Dans un contexte où l’engagement du capital humain est considéré comme un facteur clé de réussite, la feedback intelligence s’illustre comme un nouvel outil d’efficience RH. Le principe ? S’appuyer sur l’évaluation des feedbacks internes pour transformer des datas RH abstraites en informations factuelles.
Comment la feedback intelligence peut-elle transformer la gestion RH et le management ? Participer au développement du dialogue au sein des équipes ? Et stimuler la performance collective ? Kevin Bourgeois, cofondateur et CEO de la plateforme Supermood, nous a apporté son éclairage.
Qu’est-ce que la feedback intelligence ?
Feedback intelligence : définition
La feedback intelligence (FI) est un concept qui vise à exploiter les données du feedback interne pour guider les décisions stratégiques. Inspirée de la business intelligence (BI), qui repose sur les données métiers, la FI s’appuie quant à elle sur les données émanant des retours émis par les collaborateurs.
À la différence d’autres outils RH, le principe est donc de transformer des réponses — parfois informelles ou éparses — en informations concrètes pour les managers et les DRH. L’objectif est ainsi de mieux comprendre ce qui se passe en interne. Ceci en ayant une approche similaire à celle employée pour connaître la perception des clients à l’échelle externe.

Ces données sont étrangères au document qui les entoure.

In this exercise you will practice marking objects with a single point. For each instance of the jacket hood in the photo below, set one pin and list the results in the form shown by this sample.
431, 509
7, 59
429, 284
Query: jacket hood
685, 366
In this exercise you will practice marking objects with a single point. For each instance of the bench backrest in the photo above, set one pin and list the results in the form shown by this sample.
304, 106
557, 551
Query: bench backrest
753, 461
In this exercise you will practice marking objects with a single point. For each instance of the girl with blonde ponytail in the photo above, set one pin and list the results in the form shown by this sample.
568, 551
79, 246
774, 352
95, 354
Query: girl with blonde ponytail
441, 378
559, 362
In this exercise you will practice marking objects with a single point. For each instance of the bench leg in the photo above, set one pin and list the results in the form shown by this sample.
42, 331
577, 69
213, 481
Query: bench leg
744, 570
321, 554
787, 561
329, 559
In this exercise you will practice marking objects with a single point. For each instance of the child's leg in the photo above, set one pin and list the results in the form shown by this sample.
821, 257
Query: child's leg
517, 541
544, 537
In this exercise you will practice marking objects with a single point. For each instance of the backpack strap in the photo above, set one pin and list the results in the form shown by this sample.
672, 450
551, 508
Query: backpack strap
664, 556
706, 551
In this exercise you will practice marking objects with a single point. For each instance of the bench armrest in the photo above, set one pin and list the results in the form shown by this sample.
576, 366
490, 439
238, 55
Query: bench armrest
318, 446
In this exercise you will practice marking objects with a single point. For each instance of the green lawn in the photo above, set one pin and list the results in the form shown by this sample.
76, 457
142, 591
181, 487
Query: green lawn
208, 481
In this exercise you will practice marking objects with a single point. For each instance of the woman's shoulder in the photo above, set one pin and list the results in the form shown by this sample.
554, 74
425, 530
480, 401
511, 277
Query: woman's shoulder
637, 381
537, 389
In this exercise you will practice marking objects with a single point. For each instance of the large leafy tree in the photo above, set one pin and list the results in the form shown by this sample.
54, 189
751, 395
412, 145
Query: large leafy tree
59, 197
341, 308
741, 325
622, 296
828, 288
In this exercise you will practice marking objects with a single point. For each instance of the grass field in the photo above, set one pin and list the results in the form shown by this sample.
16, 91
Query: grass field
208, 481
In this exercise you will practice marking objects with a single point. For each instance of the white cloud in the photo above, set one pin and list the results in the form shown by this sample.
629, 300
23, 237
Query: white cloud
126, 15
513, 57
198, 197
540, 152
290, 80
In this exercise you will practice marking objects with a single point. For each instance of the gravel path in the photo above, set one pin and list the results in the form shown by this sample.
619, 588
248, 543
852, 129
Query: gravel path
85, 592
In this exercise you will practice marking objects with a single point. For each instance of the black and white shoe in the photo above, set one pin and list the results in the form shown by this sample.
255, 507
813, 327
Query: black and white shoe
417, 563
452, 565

En effet, Supermood s’est rendu compte que si les dirigeants ont souvent une bonne visibilité de la satisfaction client, c’est rarement le cas en ce qui concerne l’engagement et le bien-être des salariés. En ce sens, Kevin Bourgeois précise notamment :
Si je vais voir n’importe quel dirigeant et que je lui pose les questions suivantes : Quel est le niveau d’engagement ? Quels sont les 5 leviers qui favorisent la rétention des talents ? Est-ce que les collaborateurs ont connaissance de toutes les actions stratégiques ? Etc. La réponse est très souvent approximative. La feedback intelligence vient factualiser ça. Elle crée les bases d’une nouvelle communication interne. D’un dialogue qui permet ainsi à l’employeur de mettre son énergie, de déployer des actions, au bon endroit.
Quels sont les enjeux de la feedback intelligence ?
Mener des groupes de discussion. Réaliser des enquêtes. Évaluer la satisfaction… Beaucoup d’organisations dépensent des ressources considérables pour l’amélioration de la connaissance client.
En parallèle, il existe une véritable lacune lorsqu’il s’agit de comprendre la perception de ceux qui font tourner le business : les collaborateurs. Et ce, alors même que — ce n’est plus un secret pour personne — la fonction RH fait face à des défis croissants en ce qui concerne l’appréhension des attentes et besoins des collaborateurs.
La feedback intelligence comble cette lacune en offrant une vision objective, fondée sur des données quantitatives et qualitatives. Elle permet de (se) poser des questions ô combien essentielles : Quels sont les facteurs qui influencent leur décision de rester ou de partir ? Comment perçoivent-ils les transformations en cours dans l’organisation ? Mais surtout d’y apporter des réponses factuelles. C’est-à-dire en dépassant les impressions subjectives grâce à des informations exploitables et comparables dans le temps.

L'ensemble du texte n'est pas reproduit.